- Staff and wire reports
- December 1, 2007 - 3:49 PM
Most of Minnesota was under a winter storm warning Saturday as the first major winter storm of the season bore down on the state.
The snow began falling Saturday morning across a large part of western Minnesota and quickly spread across the rest of the state. It was forecast to become heavy as the day went by, with accumulations of 6 inches in many areas to as much as 16 inches in some parts of east-central and northeastern Minnesota, the National Weather Service said.
The Minnesota Department of Transportation reported difficult driving conditions by midday across many parts of the state, stretching from south to north and west to east, including the Twin Cities. Interstate 94 between the downtowns of Minneapolis and St. Paul was moving very slowly.
The snow was mixing with sleet along the Interstate 90 corridor across southern Minnesota. Visibilities were down to a quarter mile in some areas due to winds gusting in the 20 mph range.
MnDOT reported 137 traffic accidents statewide between 9 a.m. and 1 p.m. including 88 in the Twin Cities metropolitan area. There were no immediate reports of serious injuries.
State Patrol Lt. Tom Schmitz said the best driving plan in this kind of storm is none.
"Obviously, we'd like to see them stay home, but if you do have to have to travel, don't put your schedule before safety," he said.
Schmitz advised drivers to take commonsense steps such as reducing speed, using headlights and seat belts and leaving plenty of room between vehicles.
"Just because it says 70 (mph) out there, if the weather conditions aren't favorable, don't drive that fast," he said.
By midday, snowfall amounts between 1 inches and 3 inches were common, including the Mankato, Faribault and Twin Cities areas.
Forecasters started warning about the impending storm several days in advance, giving residents and officials plenty of time to prepare.
Twin Cities residents made a mad dash Saturday morning to prepare to hunker down for the duration of the storm, stocking up on supplies at grocery and hardware stores.
"We've sold thousands of shovels today," said Larry Frattallone, whose family owns a dozen hardware stores in the Twin Cities area.
MnDOT said its plows were ready to roll from Albany to Zumbrota. The department has more than 800 snowplows at 150 stations throughout the state, including 18 stations in the Twin Cities area, and nearly 1,500 snowplow operators.
Twin Cities hardware stores put out plenty of shovels, sand and deicing salt.
Less snow was expected across most of extreme northern Minnesota, where a snow advisory was out from the Grand Forks area to International Falls and Ely, and 3 inches to 8 inches were forecast.

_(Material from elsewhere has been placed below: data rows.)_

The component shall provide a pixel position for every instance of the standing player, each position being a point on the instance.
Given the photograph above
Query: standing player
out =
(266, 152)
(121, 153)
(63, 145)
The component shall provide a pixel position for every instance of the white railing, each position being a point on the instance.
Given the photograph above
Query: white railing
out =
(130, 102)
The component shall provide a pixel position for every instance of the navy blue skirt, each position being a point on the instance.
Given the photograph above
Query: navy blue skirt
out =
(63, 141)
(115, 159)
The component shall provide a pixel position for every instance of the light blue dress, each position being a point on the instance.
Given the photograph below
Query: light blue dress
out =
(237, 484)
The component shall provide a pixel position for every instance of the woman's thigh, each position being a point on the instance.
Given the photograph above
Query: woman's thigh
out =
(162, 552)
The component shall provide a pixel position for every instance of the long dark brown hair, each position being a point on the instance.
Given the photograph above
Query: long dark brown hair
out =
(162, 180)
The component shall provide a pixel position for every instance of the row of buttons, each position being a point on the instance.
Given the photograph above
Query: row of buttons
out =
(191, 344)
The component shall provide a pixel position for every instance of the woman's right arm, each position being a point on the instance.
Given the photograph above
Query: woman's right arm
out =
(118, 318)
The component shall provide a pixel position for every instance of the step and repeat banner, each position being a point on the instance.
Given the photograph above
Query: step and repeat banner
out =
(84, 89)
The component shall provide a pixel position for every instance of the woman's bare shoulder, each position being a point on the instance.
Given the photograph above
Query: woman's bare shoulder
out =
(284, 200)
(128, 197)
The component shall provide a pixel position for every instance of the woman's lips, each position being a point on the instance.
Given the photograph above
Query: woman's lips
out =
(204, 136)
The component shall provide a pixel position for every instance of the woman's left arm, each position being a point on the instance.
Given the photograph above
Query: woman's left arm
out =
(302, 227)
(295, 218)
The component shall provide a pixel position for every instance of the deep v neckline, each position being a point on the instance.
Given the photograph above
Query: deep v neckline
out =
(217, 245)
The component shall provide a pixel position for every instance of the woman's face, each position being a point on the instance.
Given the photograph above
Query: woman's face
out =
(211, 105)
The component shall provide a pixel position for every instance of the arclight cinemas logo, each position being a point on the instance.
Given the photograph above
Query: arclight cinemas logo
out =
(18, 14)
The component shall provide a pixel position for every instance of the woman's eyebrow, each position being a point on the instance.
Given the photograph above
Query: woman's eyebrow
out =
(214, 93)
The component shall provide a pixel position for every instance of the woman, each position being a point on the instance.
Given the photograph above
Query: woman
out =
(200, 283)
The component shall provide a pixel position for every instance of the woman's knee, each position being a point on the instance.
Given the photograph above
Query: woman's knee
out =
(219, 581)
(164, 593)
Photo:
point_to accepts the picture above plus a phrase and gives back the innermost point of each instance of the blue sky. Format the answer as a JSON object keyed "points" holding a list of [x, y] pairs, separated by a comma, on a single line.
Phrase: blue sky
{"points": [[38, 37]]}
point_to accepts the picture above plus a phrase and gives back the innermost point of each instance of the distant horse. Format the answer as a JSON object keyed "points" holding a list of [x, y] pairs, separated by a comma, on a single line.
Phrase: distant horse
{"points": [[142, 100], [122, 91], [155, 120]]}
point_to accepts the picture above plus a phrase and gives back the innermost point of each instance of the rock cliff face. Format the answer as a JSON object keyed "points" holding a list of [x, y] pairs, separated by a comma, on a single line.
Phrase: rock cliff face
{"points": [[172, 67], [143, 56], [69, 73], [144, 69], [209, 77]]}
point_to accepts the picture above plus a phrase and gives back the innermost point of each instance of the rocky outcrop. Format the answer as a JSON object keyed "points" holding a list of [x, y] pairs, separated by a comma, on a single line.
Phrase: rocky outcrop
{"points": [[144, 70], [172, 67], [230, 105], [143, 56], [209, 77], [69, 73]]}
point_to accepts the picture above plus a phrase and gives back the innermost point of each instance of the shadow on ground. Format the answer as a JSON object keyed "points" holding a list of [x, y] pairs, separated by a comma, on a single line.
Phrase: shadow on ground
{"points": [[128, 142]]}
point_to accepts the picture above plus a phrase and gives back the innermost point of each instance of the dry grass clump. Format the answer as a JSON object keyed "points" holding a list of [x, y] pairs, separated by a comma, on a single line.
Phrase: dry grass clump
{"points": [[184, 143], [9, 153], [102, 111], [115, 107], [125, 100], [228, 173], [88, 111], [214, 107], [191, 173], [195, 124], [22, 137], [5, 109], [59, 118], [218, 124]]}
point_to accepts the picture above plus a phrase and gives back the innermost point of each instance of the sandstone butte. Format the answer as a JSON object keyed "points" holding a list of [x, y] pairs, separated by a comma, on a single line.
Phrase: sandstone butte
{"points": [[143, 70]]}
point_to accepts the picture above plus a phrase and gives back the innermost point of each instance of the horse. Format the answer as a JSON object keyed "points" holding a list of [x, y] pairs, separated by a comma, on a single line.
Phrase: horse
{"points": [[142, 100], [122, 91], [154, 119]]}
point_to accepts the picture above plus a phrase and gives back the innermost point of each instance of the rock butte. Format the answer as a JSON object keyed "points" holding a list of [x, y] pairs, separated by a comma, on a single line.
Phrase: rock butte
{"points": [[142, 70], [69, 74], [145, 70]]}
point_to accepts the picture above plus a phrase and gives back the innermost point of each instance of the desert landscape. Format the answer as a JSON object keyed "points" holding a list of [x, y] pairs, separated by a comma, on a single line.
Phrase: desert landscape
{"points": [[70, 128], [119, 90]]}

Highs temperatures were forecast to range from the teens in the far north and through the 20s in central and southern Minnesota.
The Federal Aviation Administration reporting no major weather delays at Minneapolis-St. Paul International Airport by midday, though the storm had prompted the closure of the Des Moines International Airport for several hours after a United Airlines plane slid off a taxiway, and the FAA said delays for incoming traffic to Chicago's O'Hare International Airport were averaging over an hour.
Northwest Airlines said it would allow passengers planning to fly this weekend to rebook for a different date without penalty. The change applied to passengers flying to, from, or through Minnesota, Wisconsin, or Michigan on Saturday or Sunday. Passengers can rebook their travel for Nov. 30 to Dec. 4.